Gretel Weyer describes the invitation by the Musée d’Art Moderne et Contemporain de Strasbourg (MAMCS) to exhibit her work at La Grande Place, Musée Saint-Louis as an “inspiring challenge”. Trained as a ceramicist, she was particularly sensitive to this site where flames play a crucial role in the production of crystalware – a process that echoes her own practice of firing the clay she reshapes and transforms.
This affinity was further reinforced by the spatial configuration of La Grande Place itself. The alcoves, which display both the heritage collections of the Musée Saint-Louis and the works featured in temporary exhibitions, appeared to the artist as small theatres in which her creations could take centre stage.
This led Gretel Weyer to imagine her exhibition “Les Invités” as an unfolding of stories, wherein hybrid objects and animals emerge from the intimacy of the domestic to inhabit the spaces of La Grande Place.
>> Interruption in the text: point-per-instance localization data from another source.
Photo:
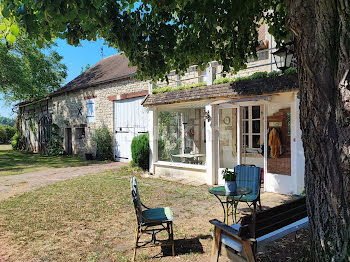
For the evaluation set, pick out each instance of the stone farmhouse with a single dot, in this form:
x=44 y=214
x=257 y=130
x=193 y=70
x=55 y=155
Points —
x=194 y=132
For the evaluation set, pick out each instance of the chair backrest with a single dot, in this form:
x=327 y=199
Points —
x=273 y=219
x=249 y=176
x=136 y=199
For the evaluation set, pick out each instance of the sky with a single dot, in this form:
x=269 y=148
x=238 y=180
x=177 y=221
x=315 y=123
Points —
x=74 y=58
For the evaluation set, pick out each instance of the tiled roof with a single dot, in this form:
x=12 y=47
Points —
x=108 y=69
x=244 y=88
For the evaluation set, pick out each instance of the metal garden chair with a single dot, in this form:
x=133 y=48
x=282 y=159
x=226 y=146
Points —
x=249 y=176
x=151 y=221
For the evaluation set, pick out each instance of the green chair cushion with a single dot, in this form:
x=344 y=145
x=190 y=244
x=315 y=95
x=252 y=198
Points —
x=249 y=198
x=158 y=214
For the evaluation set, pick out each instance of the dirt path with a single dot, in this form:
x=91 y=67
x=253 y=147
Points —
x=18 y=184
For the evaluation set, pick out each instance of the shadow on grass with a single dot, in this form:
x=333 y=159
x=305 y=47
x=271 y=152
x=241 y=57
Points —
x=185 y=246
x=17 y=162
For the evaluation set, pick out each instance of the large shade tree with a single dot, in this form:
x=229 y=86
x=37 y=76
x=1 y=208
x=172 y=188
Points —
x=158 y=36
x=26 y=71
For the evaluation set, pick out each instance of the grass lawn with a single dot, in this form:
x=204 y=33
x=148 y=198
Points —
x=91 y=218
x=18 y=162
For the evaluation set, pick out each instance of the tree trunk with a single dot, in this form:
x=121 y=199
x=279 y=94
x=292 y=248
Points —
x=322 y=33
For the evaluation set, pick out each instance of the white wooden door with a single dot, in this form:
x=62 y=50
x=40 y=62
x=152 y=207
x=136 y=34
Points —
x=130 y=120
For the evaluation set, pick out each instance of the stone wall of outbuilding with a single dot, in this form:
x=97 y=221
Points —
x=70 y=109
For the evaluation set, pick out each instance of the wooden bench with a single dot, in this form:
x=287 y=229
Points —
x=256 y=230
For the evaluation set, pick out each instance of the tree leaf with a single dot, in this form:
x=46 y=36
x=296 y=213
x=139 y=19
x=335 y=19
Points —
x=10 y=38
x=2 y=27
x=14 y=29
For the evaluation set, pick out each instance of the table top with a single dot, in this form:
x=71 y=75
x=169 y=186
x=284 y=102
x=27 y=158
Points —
x=220 y=191
x=189 y=155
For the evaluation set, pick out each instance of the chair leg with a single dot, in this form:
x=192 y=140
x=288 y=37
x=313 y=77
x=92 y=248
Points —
x=215 y=250
x=172 y=239
x=260 y=208
x=136 y=243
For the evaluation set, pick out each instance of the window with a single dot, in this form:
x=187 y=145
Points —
x=251 y=129
x=203 y=77
x=80 y=132
x=90 y=111
x=181 y=135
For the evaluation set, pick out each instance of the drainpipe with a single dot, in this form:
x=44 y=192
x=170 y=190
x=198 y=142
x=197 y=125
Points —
x=150 y=87
x=210 y=72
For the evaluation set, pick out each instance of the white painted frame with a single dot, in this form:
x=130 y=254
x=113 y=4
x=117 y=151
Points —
x=229 y=106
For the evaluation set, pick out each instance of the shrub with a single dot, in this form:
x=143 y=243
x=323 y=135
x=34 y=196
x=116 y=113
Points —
x=6 y=133
x=103 y=140
x=140 y=151
x=55 y=144
x=3 y=135
x=258 y=75
x=291 y=70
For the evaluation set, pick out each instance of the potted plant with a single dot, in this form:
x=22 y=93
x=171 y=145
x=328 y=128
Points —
x=230 y=180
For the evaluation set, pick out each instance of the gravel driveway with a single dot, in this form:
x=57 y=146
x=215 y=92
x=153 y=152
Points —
x=18 y=184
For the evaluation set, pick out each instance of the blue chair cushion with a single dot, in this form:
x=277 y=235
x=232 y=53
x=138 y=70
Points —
x=248 y=176
x=158 y=214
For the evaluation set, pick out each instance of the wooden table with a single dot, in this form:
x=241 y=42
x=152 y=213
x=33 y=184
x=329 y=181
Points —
x=229 y=202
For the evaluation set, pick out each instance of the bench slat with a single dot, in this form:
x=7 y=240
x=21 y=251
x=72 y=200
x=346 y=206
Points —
x=277 y=234
x=279 y=224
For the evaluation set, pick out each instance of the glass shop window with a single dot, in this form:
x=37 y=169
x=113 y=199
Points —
x=181 y=135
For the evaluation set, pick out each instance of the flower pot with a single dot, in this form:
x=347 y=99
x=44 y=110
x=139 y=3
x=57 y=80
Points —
x=231 y=186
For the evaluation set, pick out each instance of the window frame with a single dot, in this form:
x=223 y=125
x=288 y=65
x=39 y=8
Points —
x=92 y=117
x=250 y=120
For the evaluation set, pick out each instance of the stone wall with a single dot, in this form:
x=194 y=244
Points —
x=70 y=109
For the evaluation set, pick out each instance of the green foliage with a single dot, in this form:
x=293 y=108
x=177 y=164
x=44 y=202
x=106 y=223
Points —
x=155 y=36
x=6 y=133
x=274 y=73
x=291 y=70
x=55 y=144
x=256 y=75
x=184 y=87
x=3 y=136
x=103 y=140
x=7 y=121
x=140 y=151
x=27 y=72
x=84 y=69
x=229 y=175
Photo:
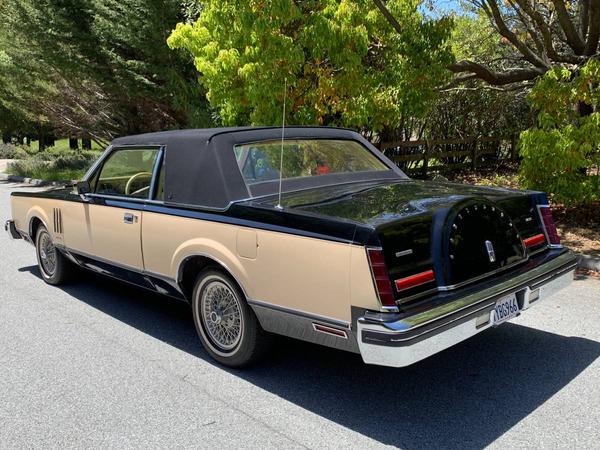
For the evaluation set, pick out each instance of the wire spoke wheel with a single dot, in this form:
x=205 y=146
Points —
x=47 y=253
x=221 y=315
Freed from any traditional narrative, each ceramic ensemble becomes a diorama infused with a kind of magic. Although the artist's universe is reminiscent of fairy tales, she does not seek to tell any one story: her dreamlike worlds are universal enough to invite visitors to daydream amidst the fascinating surroundings of the exhibition rooms at the Musée Saint-Louis.
Born in Saverne in 1984, Gretel Weyer transforms simple, everyday objects into fantastical situations. With her ceramics, drawings and engravings, she creates forms at the intersection of literature and pictorial and cinematographic representations, challenging clichés surrounding the world of childhood and moving between re-enchantment and strangeness.